Structuring foreign real estate via a Dutch limited liability company ("besloten vennootschap") can offer attractive tax planning opportunities by using the extensive Dutch tax treaty network. Two common structure types are:

  • Direct ownership of foreign real estate by a Dutch Company; and
  • Dutch Company holding shares in foreign real estate entities.

A Dutch company that has direct ownership in foreign real estate must include, income derived from the real estate (e.g. rent) as part of the world wide income of the Dutch company. However, double tax treaty relief is available in cases where the real estate is located in countries that have a double tax treaty with the Netherlands. This is because the right to tax income from real estate is allocated to the source country under most, if not all, Dutch tax treaties whereby the Netherlands exempts the income.

When selling real estate, the shares of the Dutch Special Purpose Vehicle (holding the real estate) are generally sold. The main reason for this is because under various Dutch tax treaties, the sale of shares in a real estate company is not taxable in the country the real estate is located.

In other words, interposing a Dutch SPV may provide a tax advantage if the state in which the real estate is located does not consider indirect holdings of real estate to be "immovable property". If this is the case, the capital gain on the sale of shares in a qualifying subsidiary would be expected to be only taxable in the Netherlands. However, such a gain will usually be tax exempt in the Netherlands under the Dutch participation exemption.

Where a business is carried on in connection with the real estate, the business is often separated into a separate (local) company as some countries treat passive investments (mere holding of real estate) differently to actual exploitation of the real estate.
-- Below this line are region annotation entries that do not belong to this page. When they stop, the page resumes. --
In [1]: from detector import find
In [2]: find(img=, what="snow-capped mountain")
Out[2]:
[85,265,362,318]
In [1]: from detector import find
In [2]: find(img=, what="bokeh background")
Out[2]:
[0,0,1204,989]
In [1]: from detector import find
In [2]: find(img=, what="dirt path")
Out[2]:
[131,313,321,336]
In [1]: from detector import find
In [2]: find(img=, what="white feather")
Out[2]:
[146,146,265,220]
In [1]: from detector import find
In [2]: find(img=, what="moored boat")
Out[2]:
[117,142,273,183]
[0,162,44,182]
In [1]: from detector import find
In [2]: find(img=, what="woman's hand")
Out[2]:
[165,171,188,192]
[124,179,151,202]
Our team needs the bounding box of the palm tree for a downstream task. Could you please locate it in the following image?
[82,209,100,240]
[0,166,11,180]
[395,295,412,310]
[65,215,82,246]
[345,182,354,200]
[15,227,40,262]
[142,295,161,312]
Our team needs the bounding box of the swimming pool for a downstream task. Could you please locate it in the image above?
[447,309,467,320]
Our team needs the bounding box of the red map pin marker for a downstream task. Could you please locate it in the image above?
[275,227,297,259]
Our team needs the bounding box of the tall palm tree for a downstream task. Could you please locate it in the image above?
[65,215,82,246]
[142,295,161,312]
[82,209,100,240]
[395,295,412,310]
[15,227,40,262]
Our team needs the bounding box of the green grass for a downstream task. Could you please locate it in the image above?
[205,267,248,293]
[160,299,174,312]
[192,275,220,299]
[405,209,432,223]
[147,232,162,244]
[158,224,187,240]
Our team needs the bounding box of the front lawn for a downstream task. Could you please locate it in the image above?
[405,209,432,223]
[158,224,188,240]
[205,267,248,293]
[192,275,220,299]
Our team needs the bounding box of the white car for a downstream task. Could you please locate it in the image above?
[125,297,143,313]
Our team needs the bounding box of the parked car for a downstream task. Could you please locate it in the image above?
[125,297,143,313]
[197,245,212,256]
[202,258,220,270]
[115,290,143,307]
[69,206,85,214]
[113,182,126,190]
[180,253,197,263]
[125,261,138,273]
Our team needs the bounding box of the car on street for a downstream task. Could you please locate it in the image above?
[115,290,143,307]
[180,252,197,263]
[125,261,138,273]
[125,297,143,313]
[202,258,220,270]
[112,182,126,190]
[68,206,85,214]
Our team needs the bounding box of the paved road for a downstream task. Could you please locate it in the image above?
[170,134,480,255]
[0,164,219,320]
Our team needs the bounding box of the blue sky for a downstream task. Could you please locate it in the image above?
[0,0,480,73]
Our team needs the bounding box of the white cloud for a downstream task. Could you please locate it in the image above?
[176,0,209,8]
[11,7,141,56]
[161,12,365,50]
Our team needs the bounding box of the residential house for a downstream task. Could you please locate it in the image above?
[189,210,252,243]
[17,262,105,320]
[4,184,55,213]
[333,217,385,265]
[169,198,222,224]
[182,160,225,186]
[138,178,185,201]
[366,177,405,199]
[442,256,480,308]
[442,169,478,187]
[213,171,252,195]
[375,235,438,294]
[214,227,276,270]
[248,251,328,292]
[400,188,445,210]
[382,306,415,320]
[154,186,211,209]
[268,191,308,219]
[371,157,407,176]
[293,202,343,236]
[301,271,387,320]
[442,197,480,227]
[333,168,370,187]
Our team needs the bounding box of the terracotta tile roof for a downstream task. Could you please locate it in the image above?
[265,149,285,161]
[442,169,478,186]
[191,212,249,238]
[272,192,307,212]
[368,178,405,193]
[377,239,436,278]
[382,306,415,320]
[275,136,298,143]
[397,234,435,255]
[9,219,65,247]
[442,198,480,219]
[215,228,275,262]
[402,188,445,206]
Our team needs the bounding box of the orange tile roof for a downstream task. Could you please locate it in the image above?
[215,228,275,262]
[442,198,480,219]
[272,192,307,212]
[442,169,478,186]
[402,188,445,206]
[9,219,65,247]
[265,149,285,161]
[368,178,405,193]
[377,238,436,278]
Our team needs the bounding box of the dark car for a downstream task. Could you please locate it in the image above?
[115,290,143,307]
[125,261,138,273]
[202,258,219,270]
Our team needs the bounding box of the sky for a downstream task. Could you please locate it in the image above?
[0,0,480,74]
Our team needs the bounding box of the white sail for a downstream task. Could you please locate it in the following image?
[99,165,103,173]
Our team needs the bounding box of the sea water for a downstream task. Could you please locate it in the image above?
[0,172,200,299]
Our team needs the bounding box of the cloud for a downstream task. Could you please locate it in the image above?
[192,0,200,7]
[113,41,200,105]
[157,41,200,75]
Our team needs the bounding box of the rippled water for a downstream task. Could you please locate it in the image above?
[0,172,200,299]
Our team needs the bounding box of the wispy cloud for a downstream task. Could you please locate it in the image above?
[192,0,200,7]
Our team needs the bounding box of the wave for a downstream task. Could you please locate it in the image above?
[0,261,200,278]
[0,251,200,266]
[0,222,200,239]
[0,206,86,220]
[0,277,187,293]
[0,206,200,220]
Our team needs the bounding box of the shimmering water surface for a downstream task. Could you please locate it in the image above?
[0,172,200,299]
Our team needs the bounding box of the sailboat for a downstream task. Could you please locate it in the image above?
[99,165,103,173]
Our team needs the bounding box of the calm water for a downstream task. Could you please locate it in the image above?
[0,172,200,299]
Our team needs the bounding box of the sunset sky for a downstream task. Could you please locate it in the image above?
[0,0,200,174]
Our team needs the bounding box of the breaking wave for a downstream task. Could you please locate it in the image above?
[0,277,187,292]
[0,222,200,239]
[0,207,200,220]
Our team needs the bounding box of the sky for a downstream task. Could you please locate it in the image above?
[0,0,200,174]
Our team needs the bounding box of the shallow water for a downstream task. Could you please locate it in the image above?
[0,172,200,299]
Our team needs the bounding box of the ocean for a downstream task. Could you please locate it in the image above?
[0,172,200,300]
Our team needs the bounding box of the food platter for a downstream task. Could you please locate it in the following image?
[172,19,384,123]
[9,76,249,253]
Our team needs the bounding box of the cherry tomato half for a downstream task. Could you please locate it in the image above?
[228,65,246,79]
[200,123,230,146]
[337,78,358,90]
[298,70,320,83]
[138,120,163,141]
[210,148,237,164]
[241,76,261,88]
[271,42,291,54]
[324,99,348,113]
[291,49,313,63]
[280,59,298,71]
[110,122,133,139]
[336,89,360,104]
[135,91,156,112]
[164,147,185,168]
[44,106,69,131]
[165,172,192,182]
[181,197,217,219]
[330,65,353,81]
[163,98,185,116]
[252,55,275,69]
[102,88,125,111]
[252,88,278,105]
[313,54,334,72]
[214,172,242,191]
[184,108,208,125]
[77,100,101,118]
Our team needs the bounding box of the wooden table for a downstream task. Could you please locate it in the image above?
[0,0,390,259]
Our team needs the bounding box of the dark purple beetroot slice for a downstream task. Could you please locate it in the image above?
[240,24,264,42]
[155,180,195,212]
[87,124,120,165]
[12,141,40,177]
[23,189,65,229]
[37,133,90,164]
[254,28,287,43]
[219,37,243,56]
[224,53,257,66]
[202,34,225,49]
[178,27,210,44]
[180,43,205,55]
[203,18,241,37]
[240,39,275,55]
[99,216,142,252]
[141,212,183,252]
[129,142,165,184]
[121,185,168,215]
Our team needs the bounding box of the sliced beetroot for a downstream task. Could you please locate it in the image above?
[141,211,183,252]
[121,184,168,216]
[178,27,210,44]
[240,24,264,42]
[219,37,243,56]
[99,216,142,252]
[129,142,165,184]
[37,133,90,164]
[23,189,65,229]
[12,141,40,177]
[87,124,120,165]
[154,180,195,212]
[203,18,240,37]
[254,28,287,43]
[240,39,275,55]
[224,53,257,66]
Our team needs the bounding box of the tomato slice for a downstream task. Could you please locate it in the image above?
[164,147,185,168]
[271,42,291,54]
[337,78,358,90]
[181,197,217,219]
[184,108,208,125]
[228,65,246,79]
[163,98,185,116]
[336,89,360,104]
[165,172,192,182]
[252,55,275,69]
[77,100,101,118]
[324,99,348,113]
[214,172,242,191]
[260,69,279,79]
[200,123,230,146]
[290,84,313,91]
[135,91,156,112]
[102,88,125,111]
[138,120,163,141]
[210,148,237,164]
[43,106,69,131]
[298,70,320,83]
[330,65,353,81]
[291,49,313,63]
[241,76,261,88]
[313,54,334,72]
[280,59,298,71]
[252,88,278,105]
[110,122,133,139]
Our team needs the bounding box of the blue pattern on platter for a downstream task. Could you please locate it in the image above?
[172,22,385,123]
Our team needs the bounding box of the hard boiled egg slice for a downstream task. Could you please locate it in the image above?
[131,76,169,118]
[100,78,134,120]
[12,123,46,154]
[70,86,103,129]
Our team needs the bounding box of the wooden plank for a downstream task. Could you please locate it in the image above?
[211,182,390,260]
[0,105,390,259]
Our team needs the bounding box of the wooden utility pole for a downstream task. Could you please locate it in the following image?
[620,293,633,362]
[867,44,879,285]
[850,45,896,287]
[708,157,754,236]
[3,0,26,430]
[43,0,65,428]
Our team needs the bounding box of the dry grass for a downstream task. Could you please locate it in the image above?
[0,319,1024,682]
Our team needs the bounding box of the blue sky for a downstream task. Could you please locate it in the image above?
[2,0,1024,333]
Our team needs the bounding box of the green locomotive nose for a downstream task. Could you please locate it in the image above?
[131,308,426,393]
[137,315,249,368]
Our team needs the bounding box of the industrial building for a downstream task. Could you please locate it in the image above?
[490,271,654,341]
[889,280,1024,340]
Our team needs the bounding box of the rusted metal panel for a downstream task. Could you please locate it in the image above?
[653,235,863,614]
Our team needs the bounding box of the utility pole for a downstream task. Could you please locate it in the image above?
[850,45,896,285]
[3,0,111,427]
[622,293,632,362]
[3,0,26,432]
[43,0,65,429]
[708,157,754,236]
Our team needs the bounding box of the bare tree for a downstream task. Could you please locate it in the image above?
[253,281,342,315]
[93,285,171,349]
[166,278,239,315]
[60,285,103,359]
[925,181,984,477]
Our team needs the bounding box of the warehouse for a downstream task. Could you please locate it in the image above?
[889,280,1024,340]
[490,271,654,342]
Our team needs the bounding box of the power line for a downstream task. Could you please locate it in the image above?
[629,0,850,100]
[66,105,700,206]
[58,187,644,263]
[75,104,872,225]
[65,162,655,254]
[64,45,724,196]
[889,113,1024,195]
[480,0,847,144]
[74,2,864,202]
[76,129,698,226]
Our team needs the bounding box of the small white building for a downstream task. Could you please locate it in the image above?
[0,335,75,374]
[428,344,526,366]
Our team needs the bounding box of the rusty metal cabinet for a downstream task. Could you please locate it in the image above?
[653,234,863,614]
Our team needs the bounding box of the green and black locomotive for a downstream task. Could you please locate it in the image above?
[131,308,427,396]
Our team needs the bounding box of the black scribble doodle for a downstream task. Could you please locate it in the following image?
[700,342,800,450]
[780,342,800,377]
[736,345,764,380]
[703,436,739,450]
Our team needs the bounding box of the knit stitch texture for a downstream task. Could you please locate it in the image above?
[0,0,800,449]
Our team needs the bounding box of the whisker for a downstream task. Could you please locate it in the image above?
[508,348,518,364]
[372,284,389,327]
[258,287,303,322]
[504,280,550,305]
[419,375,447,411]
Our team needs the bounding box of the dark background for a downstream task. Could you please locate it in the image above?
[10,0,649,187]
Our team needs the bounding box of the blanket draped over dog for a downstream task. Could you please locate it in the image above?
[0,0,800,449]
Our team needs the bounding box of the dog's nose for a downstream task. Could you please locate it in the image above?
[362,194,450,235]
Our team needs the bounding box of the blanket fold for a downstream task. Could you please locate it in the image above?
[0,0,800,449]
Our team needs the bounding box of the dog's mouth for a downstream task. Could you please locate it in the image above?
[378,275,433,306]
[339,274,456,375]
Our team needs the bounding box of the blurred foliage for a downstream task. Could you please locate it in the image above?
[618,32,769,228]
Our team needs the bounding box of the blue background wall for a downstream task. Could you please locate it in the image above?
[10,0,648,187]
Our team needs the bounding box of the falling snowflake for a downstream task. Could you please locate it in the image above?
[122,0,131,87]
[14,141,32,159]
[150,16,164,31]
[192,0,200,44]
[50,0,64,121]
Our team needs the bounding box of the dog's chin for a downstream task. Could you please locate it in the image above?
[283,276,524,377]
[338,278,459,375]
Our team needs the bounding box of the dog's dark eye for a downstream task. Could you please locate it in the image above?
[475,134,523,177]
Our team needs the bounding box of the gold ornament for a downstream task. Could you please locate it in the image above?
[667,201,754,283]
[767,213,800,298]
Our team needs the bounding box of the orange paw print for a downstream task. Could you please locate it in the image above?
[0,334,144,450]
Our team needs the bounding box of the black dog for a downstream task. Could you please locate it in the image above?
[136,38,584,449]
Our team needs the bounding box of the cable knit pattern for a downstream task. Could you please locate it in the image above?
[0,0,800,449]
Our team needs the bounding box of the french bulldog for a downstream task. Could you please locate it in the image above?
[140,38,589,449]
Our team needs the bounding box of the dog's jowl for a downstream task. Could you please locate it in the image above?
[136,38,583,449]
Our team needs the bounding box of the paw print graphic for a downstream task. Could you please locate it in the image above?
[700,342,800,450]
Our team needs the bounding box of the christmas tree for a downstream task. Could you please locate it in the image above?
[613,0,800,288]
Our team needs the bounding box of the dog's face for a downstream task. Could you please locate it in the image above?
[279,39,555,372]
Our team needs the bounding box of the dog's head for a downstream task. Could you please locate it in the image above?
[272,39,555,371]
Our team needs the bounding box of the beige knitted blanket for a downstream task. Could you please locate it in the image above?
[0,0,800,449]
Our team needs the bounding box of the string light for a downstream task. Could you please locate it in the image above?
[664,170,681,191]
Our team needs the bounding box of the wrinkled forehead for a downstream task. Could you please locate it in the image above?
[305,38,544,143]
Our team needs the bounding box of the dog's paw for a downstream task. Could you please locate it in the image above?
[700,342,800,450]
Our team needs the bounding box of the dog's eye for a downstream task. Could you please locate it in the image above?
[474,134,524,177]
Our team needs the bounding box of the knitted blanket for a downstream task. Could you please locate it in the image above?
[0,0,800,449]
For instance, in the hospitality industry, hotel real estate is often held via a Dutch SPV whereas the actual hotel business is carried on by a local entity (within the group or by third parties). Germany for one, has a federal corporate income tax and a local municipal tax. The latter (making up for about half of the tax burden) can sometimes be avoided by interposing a Dutch SPV.

The changes to the Dutch participation exemption, as of 1 January 2007, have also improved the attractiveness of the Netherlands as a jurisdiction for holding European property.

The content of this article is intended to provide a general guide to the subject matter. Specialist advice should be sought about your specific circumstances.